• okudum
    • okuyorum
    • okumak istiyorum
  • youreads puanı (8.50)
kuyucaklı yusuf - sabahattin ali
"bu manasız ve yabancı hayatta bir tek şeye hakikaten sarılmış, hakikaten inanır gibi olmuştu. bu da karısı idi. muazzez'in varlığı yusuf için büyük, boşlukları dolduracak mahiyette bir şey değildi, fakat onun yokluğu müthişti. onun bu kadar sebepsiz yere, bu kadar insafsızca yusuf'un hayatından koparılması çıldırtacak kadar acı idi. hayatında asıl aradığı şeyin muazzez olmadığını biliyordu, fakat muazzez olmadan bunu aramaya muktedir olamayacağını sanıyordu."kuyucaklı yusuf türk edebiyatının belki de en romantik kahramanıdır. hayatın ve insanların zalimliği karşısındaki naif duruşu ile bir yandan trajik bir sona ilerlerken, bir yandan da yaşadığı lirik aşk hiyakesinin kahramanı olarak edebiyat tarihinde yerini almıştır. (kitap bilgileri idefix'den alınmıştır.)

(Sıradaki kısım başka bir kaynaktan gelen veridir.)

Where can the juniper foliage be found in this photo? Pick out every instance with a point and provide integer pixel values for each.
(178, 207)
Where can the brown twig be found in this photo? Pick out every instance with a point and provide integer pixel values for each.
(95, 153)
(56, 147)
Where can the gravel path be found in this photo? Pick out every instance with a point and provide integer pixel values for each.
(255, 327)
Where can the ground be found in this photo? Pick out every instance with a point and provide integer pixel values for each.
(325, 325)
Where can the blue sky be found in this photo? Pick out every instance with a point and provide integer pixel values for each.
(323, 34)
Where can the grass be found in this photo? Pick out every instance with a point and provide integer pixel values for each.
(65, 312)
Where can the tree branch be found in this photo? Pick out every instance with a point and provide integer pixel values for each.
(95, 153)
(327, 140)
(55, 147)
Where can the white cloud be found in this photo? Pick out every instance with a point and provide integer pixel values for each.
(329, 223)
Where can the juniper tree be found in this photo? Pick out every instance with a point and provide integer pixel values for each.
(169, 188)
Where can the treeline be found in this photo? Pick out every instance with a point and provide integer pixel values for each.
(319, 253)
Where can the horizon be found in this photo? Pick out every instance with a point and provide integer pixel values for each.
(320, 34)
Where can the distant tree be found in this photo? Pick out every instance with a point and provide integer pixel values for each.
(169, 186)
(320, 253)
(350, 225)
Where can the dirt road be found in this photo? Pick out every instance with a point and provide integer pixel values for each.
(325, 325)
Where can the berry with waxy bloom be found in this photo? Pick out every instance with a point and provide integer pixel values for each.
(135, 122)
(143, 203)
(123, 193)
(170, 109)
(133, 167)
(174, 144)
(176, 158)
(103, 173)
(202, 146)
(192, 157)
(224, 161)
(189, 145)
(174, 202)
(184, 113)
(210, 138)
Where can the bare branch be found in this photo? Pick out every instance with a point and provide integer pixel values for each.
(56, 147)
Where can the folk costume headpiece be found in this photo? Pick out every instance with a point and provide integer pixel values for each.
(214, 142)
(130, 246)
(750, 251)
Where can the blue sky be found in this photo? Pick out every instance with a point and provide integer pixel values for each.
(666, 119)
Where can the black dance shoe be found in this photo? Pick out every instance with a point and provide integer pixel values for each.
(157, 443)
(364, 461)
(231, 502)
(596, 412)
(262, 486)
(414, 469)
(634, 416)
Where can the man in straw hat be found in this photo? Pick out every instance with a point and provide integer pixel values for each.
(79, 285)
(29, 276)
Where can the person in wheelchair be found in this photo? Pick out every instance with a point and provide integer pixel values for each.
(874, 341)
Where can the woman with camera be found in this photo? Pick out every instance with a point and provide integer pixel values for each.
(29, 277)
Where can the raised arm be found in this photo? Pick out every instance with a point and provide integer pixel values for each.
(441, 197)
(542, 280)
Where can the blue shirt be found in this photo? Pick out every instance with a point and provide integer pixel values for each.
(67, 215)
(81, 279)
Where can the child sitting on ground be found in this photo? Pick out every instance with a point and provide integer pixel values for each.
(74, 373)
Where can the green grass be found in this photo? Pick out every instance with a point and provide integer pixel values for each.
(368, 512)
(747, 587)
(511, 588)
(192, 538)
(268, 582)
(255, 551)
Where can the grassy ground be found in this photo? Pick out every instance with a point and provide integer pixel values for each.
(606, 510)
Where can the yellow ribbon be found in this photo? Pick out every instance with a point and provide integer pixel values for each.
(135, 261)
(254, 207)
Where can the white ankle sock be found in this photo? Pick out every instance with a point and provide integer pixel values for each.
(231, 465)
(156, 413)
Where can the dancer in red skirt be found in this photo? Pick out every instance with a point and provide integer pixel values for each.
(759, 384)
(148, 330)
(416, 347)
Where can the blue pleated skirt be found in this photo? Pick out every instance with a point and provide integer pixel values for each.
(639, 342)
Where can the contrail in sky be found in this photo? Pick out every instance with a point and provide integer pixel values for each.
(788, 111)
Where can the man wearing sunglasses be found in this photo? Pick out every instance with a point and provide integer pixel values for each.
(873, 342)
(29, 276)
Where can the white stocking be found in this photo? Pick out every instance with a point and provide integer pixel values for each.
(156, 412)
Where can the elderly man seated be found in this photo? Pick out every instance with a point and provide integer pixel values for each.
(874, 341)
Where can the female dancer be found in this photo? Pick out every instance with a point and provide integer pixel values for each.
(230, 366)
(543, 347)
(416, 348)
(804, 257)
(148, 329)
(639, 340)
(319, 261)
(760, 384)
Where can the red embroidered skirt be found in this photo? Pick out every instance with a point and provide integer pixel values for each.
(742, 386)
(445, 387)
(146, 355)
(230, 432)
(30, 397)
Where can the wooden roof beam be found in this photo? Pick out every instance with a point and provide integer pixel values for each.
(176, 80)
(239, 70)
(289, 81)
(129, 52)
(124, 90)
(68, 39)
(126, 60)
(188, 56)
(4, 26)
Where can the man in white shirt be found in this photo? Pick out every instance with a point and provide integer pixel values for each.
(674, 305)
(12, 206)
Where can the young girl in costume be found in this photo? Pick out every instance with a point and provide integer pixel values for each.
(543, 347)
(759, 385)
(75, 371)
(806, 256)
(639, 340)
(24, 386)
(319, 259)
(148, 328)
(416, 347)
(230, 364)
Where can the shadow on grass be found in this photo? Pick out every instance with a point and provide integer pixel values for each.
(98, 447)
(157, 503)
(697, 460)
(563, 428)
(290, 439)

  1. bir arkadaşımın tavsiye ile aldığım ve hayatımda koca bir yer edinen muhteşem kitap.

    duygusal bir insansanız eğer -ki toplum olarak öyleyiz- romanın sonu sizi hüzne boğar...
  2. sabahattin ali'nin ilk basılı eseri.(1937) filmi de var ama kitabından daha güzel değil. bir alıntı;

    “ben şuna inanıyorum ki, üç buçuk günlük ömrümüzü kendimize zehir etmemek için ne mazideki hayatımıza ve kaçırdığımız fırsatlara ne de istikbalin olmayacak hülyalarına kulak asmayarak bugünümüze hapsolup yaşamalıyız. her hadisenin insanı eğlendirecek bir tarafı vardır."
  3. lise yıllarında ihmalkar bir gözle okuduğum güzide eser... kürk mantolu maddonna nın aşırı abartılmışlığına karşın onun kadar bilinmeyen fakat kanımca kürk mantolu dan kat kat güzel kitap...
  4. günümü darma duman eden nadide eser.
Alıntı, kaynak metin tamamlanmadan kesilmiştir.